The British government has never formally apologised for slavery or offered to pay reparations.
In a statement to the BBC, the Foreign Office said: "Slavery was and still is abhorrent.
"The UK Government has expressed deep regret that the transatlantic slave trade could ever have happened, and we recognise the strong sense of injustice felt in countries affected by it around the world."
The arguments for and against reparations are controversial and complex - the moral imperative of making amends, versus questions about whether this is the most effective way to tackle racial inequality. And is it right to expect those who weren't responsible to pay the price for decisions made hundreds of years ago?
One thing I'm exploring personally is how I can contribute to an educational fund that students in Grenada could benefit from. The girls at St Joseph's convent told me this would show I cared about their future, and wanted to make amends for the past.
As I grappled with the philosophical question of whether personally I owed anything, I sought the advice of Sir Hilary Beckles, the historian and vice-chancellor of the University of the West Indies who is the chair of the Caricom Reparations Commission.
"Slavery is not in the past," said Sir Hilary. "Our grandparents remember their great-grandparents who were slaves. Slavery is part of our domestic present. Slavery denies you access to your ancestry. It leaves you in this empty void."
On the vexed question of whether there is something families like mine should do, Sir Hilary said: "What you are trying to reconcile is privilege on one side of the ledger and poverty on the other. We inherited poverty, illiteracy, hypertension, diabetes, racial degradation - all the negative dimensions. You inherited wealth, property and prestige."
If I give money to help Grenadian students with higher education - couldn't that be dismissed as an empty gesture, I asked. "There is great symbolic significance," Sir Hilary said. "Think of the impact if every one of the slave-owning families did the same thing."
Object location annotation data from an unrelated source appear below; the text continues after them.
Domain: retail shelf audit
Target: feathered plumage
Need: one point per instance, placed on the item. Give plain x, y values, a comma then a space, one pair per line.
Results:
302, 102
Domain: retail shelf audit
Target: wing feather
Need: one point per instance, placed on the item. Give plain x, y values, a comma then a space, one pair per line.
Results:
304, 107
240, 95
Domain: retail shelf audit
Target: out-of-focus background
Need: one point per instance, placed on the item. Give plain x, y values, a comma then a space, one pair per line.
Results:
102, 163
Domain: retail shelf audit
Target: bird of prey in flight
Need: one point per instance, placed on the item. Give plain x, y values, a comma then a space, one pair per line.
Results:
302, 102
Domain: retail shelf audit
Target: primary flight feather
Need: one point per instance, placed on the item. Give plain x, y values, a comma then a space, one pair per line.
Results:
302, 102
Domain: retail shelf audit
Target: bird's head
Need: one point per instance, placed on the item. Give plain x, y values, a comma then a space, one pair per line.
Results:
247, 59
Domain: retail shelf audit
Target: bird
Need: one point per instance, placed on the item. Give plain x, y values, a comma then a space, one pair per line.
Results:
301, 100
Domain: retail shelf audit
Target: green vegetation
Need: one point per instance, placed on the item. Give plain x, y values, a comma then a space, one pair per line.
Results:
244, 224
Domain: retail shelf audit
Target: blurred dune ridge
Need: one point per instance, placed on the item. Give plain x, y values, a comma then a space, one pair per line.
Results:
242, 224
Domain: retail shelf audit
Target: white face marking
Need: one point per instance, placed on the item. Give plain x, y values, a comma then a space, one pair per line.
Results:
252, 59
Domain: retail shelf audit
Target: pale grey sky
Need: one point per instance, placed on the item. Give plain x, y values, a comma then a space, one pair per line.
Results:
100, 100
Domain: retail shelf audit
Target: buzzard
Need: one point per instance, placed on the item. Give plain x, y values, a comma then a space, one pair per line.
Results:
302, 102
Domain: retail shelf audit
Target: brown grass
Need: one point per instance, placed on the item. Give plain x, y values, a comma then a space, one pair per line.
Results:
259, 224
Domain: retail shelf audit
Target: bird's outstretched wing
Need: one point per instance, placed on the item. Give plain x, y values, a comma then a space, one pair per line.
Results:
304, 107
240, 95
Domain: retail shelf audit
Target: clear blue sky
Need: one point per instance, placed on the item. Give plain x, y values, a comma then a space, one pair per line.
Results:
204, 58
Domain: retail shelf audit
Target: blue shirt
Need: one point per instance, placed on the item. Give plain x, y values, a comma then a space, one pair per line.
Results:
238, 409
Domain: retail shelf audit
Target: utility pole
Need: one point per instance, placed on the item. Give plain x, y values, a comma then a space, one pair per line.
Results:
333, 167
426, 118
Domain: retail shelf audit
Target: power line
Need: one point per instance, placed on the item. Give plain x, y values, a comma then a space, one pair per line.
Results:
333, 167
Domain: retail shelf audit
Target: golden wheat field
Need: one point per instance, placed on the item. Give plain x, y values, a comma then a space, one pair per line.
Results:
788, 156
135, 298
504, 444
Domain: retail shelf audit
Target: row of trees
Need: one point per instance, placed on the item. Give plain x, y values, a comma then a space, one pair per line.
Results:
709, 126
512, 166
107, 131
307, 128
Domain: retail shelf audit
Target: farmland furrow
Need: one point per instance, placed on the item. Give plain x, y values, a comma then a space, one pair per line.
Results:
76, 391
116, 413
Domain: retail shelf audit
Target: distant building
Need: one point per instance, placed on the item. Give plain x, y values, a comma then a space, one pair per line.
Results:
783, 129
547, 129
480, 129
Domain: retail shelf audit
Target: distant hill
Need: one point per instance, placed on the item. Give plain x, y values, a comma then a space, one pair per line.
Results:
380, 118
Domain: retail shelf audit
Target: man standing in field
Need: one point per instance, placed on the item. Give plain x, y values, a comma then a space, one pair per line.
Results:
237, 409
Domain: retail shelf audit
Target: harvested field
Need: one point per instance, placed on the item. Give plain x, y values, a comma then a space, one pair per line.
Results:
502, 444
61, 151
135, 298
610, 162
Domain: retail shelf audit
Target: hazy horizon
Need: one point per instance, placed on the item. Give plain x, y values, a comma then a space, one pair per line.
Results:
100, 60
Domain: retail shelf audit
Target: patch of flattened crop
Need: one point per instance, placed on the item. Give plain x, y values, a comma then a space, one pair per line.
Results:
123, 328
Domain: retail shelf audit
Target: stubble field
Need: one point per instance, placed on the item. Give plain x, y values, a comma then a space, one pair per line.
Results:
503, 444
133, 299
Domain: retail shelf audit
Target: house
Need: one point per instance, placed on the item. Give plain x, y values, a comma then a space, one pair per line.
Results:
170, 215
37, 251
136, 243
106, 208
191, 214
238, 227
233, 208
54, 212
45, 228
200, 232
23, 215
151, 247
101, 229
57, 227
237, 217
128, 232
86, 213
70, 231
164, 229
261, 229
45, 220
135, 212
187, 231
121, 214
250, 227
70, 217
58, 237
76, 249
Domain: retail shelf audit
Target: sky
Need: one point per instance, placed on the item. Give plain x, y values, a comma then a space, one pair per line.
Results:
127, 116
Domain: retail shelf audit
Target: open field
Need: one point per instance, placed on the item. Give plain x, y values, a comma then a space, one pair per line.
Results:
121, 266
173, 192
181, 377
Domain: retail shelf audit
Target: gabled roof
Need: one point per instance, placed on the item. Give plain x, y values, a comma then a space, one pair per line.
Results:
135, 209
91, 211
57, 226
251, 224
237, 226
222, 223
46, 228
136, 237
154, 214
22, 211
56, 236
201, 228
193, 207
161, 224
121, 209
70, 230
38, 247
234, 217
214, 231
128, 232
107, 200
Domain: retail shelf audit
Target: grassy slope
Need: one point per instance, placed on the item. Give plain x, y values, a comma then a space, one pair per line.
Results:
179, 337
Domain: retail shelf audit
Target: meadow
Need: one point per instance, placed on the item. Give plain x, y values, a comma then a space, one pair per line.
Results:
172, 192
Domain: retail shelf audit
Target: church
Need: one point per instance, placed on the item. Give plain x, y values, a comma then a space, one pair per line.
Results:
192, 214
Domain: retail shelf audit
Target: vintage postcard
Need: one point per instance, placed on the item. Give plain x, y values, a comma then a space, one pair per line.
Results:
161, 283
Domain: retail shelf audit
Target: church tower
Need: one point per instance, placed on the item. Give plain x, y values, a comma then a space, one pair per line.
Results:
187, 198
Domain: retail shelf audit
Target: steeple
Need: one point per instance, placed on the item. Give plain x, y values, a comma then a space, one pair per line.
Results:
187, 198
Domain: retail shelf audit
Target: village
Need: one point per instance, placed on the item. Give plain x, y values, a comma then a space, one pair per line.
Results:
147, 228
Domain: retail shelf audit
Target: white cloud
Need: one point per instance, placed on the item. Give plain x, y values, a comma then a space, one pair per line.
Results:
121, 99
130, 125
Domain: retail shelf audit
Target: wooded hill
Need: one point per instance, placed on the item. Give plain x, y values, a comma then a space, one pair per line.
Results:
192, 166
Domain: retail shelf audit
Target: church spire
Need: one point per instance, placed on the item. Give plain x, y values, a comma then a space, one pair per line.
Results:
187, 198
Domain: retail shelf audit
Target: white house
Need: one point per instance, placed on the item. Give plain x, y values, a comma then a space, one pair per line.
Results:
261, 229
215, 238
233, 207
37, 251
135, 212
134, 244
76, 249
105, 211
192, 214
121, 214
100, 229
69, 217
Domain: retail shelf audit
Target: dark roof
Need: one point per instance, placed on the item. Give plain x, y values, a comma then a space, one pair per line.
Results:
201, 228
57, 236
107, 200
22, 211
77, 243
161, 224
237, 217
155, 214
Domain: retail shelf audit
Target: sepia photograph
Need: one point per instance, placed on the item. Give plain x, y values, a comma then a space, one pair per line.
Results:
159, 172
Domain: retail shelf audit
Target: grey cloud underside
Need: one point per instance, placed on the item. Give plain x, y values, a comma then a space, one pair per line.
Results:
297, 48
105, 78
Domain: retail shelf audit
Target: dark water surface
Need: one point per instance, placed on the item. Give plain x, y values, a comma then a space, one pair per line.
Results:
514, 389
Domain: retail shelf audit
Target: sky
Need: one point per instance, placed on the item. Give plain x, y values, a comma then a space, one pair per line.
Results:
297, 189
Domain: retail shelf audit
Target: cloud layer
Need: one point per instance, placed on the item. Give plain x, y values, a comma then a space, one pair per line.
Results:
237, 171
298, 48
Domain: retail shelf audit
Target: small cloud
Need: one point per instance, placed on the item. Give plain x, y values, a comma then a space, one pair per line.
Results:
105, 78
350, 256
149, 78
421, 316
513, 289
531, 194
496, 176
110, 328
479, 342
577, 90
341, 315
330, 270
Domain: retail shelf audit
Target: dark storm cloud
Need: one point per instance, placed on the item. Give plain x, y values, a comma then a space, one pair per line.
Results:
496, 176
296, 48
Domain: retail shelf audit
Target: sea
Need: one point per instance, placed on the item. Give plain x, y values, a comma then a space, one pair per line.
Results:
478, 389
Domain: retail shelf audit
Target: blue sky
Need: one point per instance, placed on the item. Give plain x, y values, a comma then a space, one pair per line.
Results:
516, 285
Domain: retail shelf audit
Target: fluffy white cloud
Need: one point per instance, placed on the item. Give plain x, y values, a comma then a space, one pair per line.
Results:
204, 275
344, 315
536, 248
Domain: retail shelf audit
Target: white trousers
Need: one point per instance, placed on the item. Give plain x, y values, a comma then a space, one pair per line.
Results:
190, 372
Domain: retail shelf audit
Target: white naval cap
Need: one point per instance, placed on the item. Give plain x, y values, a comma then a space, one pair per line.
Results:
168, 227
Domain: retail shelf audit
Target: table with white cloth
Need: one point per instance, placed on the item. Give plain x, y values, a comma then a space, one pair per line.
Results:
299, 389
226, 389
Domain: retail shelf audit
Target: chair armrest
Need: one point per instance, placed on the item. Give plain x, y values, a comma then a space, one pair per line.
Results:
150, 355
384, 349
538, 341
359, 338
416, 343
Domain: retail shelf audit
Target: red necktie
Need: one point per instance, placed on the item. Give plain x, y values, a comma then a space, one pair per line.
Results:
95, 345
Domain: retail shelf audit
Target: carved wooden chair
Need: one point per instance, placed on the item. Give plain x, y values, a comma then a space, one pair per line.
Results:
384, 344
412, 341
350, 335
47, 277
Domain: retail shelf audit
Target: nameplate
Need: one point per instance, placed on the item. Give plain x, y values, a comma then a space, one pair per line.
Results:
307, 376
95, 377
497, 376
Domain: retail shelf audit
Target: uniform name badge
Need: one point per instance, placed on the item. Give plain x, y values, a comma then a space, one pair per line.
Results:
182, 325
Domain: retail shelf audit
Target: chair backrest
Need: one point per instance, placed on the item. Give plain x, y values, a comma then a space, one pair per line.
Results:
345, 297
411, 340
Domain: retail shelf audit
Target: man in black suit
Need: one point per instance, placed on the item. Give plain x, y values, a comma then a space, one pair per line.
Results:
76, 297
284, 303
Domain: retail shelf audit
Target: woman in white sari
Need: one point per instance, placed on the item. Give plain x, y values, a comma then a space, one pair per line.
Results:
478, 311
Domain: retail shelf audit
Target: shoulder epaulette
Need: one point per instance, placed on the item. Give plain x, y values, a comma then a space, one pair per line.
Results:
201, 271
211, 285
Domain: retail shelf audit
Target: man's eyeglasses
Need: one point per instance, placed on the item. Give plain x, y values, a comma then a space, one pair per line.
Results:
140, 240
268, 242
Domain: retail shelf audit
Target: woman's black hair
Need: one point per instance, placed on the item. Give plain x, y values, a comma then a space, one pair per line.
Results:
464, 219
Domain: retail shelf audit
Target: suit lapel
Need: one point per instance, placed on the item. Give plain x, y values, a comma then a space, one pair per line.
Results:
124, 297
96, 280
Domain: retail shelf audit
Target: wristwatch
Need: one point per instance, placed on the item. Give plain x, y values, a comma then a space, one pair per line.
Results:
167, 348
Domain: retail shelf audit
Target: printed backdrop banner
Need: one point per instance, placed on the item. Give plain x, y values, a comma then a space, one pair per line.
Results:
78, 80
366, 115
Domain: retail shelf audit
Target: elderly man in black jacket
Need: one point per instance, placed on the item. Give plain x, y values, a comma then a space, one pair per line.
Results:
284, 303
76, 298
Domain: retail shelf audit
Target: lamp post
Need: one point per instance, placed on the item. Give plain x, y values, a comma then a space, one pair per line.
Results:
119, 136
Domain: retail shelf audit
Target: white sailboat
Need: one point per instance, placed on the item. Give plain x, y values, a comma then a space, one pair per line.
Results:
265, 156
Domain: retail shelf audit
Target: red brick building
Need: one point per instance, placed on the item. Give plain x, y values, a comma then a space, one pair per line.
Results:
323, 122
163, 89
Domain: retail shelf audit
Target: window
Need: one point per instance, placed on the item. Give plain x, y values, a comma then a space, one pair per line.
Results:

On our last day in Grenada, producer Ms Barrau and I sat on the never-ending sands of Grand Anse beach with our hosts Ms Phillip-Dowe and Mr Campbell.
Grand Anse is where it all began after all, Mr Campbell reminded me - it's where the British first tried to land and take possession of Grenada in 1609.
Ms Barrau told me she now has a concrete idea of what the concept of reparations means.
"As a Haitian American living in the US, you hear a lot about reparations within the black community. And for me, it felt really intangible. Are we all going to get money? How does that play out? But in an island like Grenada, with 110,000 people, it seems a bit more tangible, a bit more real."
"It's important to acknowledge that a crime was committed," says Ms Phillip-Dowe. "And after the apology, it's only fair that the colonial powers that built their industrial revolutions from enslavements should give back to the Caribbean."
But it doesn't undo the past, does it, I said to her.
"No, it doesn't," she replied. "And we understand that you can't go back and take a paintbrush and say that never happened. We can't do that. But we can recognise that it happened. And we can find ways to repair it as much as possible."
So when you think about slavery and what it means for Grenada's future, what's your conclusion? I asked DC.
"This is an ongoing effort to bring closure," he replied. "Into the future, the history ought to be kept alive, so we can learn from it. And there's a significant lesson that we can learn from what the slaves endured, in terms of their strength, their faith, their resiliency."
As Ms Barrau and I said our farewells, I felt overwhelmed by what we'd seen and learned in Grenada.
Ms Phillip-Dowe's words after we'd handled the shackles and the neck brace on the plantation were ringing in my ears. "The touching and the feeling brings strangely enough a sense of recognition," she said. "This is what was, and now we are trying to learn from it, and heal and move forwards."